Ces microARN peuvent augmenter ou diminuer l’activité des signaux inflammatoires. En cherchant à savoir comment expliquer la réponse inflammatoire trop importante, donc délétère pour l’intestin, nous avons identifié plusieurs microARN liés à cette régulation. Parmi eux, un microARN en particulier s’est révélé fortement exprimé lors de l’inflammation provoquée par les flagelles de la bactérie.
Nous avons alors synthétisé cette molécule en laboratoire et testé son efficacité in vitro sur des cultures de cellules intestinales puis in vivo, en l’injectant par voie intraveineuse à des souris infectées par Clostridioides difficile. Les résultats ont montré une réduction significative de la sévérité de l’inflammation, avec une diminution des lésions intestinales, une diminution des diarrhées, et une meilleure survie des souris malades.
Cette découverte a ouvert la voie à un traitement innovant ciblant la régulation de l’inflammation via les microARN, avec un potentiel fort pour améliorer la prise en charge des patients souffrant d’inflammations intestinales sévères.

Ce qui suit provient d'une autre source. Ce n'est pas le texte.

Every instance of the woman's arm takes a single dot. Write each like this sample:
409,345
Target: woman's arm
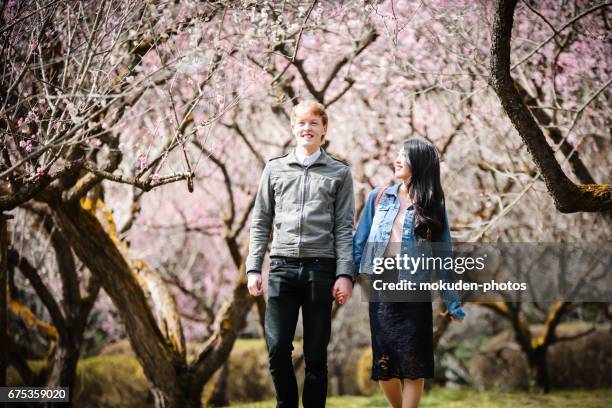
450,297
363,229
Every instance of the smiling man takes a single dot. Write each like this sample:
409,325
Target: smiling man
305,199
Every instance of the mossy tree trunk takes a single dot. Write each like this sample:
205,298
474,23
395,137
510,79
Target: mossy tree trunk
568,197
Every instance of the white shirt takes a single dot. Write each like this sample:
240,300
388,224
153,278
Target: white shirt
307,160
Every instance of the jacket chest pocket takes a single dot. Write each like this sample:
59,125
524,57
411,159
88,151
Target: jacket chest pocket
382,222
321,188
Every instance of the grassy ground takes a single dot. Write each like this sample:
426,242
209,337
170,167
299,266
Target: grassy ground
440,397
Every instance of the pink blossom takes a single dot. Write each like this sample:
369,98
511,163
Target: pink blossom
142,160
31,116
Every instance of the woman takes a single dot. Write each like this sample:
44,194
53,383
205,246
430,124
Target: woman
408,214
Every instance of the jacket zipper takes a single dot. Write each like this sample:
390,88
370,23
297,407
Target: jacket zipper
302,211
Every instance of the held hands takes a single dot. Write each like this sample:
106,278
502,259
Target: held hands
454,319
343,289
254,284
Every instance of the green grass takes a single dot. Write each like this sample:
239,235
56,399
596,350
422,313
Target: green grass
465,397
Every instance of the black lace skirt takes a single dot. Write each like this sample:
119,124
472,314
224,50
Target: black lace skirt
402,338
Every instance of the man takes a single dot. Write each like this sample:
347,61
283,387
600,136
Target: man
306,199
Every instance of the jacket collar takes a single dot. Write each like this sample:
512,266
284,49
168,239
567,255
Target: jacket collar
322,159
393,190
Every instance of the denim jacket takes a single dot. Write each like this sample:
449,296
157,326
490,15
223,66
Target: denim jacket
373,234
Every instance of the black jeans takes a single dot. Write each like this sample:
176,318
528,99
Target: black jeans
295,283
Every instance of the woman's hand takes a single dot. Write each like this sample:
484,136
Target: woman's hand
454,319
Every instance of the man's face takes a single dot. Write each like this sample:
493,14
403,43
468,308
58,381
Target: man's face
309,131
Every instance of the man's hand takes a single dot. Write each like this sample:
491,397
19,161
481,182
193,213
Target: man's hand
254,284
343,289
454,319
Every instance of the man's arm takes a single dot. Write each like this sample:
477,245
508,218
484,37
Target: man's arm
261,223
343,227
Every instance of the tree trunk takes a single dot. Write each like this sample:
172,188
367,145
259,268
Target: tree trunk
539,368
4,344
162,363
568,197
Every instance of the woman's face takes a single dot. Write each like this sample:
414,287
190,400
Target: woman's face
402,169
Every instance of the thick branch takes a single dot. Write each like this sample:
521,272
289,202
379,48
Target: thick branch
568,197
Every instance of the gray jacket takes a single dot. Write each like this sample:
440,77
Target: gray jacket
309,209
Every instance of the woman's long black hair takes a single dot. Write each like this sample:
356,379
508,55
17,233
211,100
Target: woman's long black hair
425,188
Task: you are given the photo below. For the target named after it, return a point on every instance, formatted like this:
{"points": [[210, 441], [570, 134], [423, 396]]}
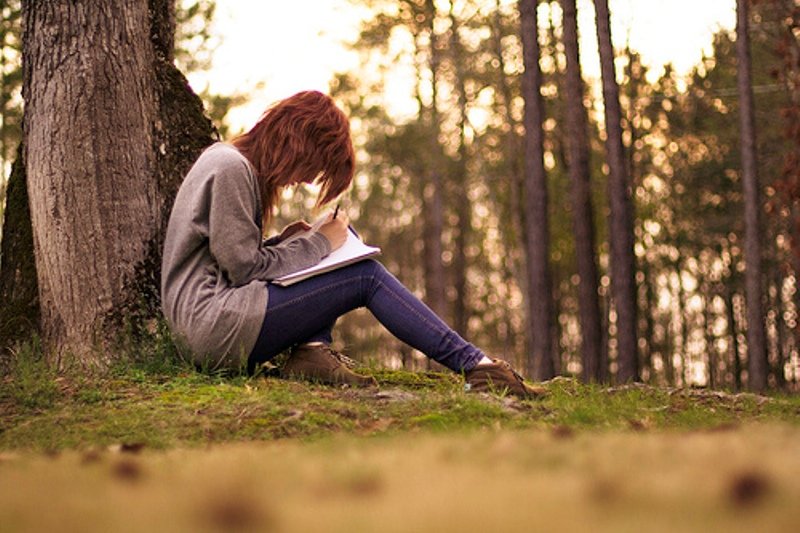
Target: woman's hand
{"points": [[293, 229], [335, 230]]}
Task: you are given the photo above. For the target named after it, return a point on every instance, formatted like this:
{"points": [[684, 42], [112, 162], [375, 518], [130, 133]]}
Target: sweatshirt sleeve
{"points": [[235, 238]]}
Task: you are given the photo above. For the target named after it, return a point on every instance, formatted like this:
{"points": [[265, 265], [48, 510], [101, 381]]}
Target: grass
{"points": [[155, 400], [153, 444]]}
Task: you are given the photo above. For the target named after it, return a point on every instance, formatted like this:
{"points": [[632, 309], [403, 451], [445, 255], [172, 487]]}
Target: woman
{"points": [[216, 269]]}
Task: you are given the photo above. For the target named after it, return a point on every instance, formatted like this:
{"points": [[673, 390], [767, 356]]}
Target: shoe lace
{"points": [[517, 375], [342, 358]]}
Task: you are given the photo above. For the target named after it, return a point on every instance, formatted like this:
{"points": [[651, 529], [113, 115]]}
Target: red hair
{"points": [[303, 138]]}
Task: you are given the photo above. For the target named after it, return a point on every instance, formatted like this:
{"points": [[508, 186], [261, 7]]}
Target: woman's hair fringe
{"points": [[304, 137]]}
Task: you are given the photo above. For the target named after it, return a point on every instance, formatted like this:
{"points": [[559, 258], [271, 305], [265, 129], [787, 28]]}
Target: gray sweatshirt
{"points": [[215, 267]]}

► En quoi la technologie MIR se distingue-t-elle des approches actuelles ?

I.K. : Les microARN, ou miR, appartiennent à la même famille que les petits ARN interférents (siRNA), mais leur fonctionnement est différent. En substance, les microARN bloquent les ARN messagers qui codent pour les protéines. Comme nos cellules, nos structures et nos fonctions dépendent de la synthèse protéique à partir des gènes, le microARN peut donc interrompre la production de protéines spécifiques, ce qui empêche la cellule d’exécuter certaines fonctions. Au départ, nous nous sommes demandés : si cette technologie réduit l’inflammation sévère induite par une bactérie, pourquoi ne pourrait-elle pas s’appliquer à d’autres contextes inflammatoires ?
C’est ainsi que nous avons testé cette molécule dans un modèle animal mimant les maladies inflammatoires chroniques de l’intestin (MICI).

Nous avons observé une diminution modérée, mais notable, de l’inflammation, ce qui nous a conduits à envisager une action anti-inflammatoire plus générale de notre microARN. L’approche thérapeutique visée est donc de modérer cette inflammation sévère, que ce soit dans l’infection à Clostridioides difficile ou dans d’autres inflammations intestinales. Dans le cas des infections, le traitement antibiotique cible la bactérie, ce qui est nécessaire pour guérir le patient. Malgré cela, certains patients développent des formes sévères, voire mortelles, à cause d’une inflammation excessive. Notre idée est d’utiliser le microARN en complément, pour réduire cette inflammation et favoriser la réparation de la muqueuse intestinale.
Pour les MICI, dont les causes exactes restent encore mal définies et multifactorielles, cette molécule pourrait freiner les poussées inflammatoires aiguës, améliorant ainsi la qualité de vie des patients.

Aujourd’hui, les traitements contre les MICI reposent principalement sur les corticoïdes, qui agissent de manière très générale, et les biothérapies, comme les anticorps monoclonaux ciblant les molécules pro-inflammatoires.